For nucleotide sequences, two additional columns are found in the Define/Edit/Select tab:  the Coding? column and the Codon Start column.  A check-mark in the Coding? column shows that a given domain is protein coding.  If it is checked, then the next column allows you to specify whether the first site in the domain is in the first, second, or the third codon position.

 

Site Labels Tab

This tab displays sequences and allows you to label individual sites.  To do this, change the default underscore (_) in the topmost line to the labelRH_Labeled_Sites of choice and give it a light green background.  The site number will be displayed below in a window, next to which is shown the name of the domain, along with gene, name.   Labeled sites can be selected or deselected for analysis.

 

To change or give a label to a site, click on the site and type in the character you wish to mark it with. You can use the left and right arrow buttons on the keyboard to move to and then label adjacent sites.

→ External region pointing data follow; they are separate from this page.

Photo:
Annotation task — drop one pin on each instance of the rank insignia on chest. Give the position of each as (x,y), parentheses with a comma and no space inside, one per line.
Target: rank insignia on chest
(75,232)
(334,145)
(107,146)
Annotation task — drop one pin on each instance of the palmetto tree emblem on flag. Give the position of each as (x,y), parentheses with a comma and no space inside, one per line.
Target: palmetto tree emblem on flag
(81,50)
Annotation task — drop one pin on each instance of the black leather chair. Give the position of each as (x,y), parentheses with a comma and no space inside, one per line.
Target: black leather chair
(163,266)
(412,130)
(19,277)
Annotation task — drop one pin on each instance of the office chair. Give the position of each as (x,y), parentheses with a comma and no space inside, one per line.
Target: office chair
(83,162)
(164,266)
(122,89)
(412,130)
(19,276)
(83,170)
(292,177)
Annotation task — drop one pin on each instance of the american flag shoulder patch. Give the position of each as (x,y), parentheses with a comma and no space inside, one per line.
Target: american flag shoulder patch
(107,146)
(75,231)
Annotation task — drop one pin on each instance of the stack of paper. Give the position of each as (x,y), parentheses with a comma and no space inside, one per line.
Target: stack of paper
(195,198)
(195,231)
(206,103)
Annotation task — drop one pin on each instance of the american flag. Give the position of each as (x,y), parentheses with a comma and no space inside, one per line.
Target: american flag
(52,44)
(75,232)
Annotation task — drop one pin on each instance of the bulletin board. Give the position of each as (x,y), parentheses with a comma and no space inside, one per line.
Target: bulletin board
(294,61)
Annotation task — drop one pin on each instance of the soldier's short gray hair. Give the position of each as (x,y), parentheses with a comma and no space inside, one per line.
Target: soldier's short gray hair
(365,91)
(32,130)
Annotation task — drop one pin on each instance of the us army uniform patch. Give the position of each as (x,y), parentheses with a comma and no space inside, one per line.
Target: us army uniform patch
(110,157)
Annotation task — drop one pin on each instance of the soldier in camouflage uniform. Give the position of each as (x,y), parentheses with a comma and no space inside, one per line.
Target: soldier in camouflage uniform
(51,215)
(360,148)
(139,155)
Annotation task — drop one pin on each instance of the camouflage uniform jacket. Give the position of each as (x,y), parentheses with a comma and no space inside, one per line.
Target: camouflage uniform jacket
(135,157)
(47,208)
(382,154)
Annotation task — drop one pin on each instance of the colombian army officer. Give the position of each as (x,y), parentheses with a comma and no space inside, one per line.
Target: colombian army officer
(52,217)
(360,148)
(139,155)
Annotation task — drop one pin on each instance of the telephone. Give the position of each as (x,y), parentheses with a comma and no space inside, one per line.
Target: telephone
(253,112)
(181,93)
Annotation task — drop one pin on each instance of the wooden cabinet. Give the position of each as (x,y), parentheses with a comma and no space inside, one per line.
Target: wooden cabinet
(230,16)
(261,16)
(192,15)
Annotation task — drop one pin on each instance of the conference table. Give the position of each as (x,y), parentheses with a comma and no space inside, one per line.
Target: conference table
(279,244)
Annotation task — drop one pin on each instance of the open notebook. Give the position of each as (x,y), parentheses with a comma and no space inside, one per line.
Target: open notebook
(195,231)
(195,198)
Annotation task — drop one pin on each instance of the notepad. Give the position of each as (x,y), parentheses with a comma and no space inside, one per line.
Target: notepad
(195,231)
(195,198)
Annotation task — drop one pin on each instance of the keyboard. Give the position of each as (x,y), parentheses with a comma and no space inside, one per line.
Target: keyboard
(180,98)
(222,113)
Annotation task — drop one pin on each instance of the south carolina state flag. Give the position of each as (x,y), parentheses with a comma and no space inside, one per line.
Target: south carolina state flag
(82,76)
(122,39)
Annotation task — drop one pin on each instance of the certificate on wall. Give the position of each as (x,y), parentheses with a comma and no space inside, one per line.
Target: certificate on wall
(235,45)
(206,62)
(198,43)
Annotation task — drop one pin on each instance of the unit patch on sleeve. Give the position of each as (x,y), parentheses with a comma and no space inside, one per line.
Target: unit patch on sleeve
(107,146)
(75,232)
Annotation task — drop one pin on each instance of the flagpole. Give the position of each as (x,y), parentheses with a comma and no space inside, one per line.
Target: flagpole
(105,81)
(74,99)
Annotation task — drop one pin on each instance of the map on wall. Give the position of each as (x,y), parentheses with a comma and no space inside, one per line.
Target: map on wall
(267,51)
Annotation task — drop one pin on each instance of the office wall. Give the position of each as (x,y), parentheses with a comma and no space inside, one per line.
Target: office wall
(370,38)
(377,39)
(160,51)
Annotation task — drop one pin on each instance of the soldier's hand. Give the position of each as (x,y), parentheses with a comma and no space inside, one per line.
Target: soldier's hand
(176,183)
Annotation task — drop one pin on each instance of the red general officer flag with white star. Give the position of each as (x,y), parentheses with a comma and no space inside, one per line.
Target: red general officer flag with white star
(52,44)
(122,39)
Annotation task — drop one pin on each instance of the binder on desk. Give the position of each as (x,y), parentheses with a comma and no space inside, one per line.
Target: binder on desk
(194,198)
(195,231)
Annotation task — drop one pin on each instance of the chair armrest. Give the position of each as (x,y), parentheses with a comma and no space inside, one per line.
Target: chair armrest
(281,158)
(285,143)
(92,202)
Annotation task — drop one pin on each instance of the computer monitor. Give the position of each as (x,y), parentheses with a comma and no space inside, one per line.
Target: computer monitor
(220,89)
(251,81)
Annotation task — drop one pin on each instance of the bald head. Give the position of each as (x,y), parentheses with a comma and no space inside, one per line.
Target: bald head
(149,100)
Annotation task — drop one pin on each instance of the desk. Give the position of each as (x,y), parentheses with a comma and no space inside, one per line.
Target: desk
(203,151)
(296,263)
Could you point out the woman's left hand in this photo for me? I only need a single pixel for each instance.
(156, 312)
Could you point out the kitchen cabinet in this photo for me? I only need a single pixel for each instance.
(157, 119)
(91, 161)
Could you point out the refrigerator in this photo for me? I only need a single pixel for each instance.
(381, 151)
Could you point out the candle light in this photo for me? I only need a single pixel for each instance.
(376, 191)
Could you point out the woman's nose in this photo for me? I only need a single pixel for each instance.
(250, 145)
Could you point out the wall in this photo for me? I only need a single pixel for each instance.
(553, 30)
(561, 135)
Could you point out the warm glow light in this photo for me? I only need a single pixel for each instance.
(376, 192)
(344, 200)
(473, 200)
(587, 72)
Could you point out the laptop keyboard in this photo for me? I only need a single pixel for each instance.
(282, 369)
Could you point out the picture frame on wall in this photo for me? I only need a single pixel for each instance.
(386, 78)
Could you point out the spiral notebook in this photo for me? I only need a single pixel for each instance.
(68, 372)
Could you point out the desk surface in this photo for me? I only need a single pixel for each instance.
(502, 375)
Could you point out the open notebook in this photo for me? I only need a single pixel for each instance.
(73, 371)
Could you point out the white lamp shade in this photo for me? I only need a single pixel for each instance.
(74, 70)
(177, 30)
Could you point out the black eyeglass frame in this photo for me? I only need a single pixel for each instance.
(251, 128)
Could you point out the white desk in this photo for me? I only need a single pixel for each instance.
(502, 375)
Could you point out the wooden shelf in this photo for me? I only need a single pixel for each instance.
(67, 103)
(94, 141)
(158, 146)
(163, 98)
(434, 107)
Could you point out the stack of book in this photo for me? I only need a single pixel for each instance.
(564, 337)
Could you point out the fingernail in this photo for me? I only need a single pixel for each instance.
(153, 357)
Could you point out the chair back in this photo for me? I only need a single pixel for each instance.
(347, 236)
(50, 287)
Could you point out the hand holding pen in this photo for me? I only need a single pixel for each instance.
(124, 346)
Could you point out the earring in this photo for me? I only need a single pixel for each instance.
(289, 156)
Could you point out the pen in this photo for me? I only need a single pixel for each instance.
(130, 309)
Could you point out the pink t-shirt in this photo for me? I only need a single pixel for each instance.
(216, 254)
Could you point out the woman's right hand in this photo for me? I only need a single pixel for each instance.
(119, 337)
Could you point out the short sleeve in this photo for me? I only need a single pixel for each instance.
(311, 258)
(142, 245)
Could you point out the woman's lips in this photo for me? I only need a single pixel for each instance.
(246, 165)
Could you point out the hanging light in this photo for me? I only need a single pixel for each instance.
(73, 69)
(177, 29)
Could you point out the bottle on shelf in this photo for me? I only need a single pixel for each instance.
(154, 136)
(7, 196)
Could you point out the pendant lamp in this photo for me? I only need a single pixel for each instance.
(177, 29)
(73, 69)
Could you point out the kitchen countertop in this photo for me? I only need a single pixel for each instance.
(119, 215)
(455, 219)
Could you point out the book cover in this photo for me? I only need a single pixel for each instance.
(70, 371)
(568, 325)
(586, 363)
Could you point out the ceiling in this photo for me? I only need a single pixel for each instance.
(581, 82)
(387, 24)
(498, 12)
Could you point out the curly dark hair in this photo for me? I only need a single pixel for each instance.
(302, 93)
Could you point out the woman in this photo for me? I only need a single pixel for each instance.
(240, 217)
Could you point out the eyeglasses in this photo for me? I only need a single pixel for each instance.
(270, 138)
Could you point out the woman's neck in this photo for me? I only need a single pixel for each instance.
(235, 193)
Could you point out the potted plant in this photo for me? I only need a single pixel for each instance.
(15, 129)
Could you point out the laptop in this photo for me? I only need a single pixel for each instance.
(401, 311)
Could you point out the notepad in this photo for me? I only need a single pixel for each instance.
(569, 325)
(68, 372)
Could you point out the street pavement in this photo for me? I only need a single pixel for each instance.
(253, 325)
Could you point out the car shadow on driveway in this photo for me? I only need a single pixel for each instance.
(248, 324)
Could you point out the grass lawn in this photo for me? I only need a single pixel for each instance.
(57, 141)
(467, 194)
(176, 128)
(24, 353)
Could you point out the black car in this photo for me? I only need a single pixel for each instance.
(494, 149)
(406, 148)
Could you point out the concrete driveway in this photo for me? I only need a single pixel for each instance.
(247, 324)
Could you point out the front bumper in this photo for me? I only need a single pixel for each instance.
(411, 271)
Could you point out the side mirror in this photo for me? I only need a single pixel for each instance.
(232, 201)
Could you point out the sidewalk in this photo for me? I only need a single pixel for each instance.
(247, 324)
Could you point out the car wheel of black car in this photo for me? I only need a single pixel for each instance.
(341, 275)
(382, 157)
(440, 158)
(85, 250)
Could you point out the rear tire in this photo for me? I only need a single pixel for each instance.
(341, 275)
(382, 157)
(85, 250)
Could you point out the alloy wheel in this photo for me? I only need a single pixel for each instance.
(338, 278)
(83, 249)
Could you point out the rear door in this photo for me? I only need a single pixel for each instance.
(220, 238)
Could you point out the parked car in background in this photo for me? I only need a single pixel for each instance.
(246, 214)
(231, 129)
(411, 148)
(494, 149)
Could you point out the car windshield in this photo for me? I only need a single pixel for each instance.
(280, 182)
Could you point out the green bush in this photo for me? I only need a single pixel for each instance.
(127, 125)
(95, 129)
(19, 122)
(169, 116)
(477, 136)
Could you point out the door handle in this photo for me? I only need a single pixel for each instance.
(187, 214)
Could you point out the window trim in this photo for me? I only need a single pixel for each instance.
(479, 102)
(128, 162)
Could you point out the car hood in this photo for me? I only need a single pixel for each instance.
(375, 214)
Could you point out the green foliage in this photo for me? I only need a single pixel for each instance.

To change a label, simply overtype it. To remove a label, use the spacebar to type a space.

 

Example 

Imagine an alignment consisting of a genomic sequence, including a gene and its upstream and downstream regions. You can define each intron and exon as a domain, and then define the overall gene, assigning the exons and introns to that gene. The upstream and downstream regions also can be defined as domains, or possibly multiple domains, depending on the analysis you wish to perform. These domains do not have to be assigned to any gene. Furthermore, some sites may be left unassigned, as independent sites. These can be scattered throughout the sequence and can be included or excluded from analysis as a group.  If you have a complicated patterns of sites you wish to analyze as groups, and the domain gene approach is unsuitable, you should assign a category to these sites, which can be specified in addition to the groups and domains.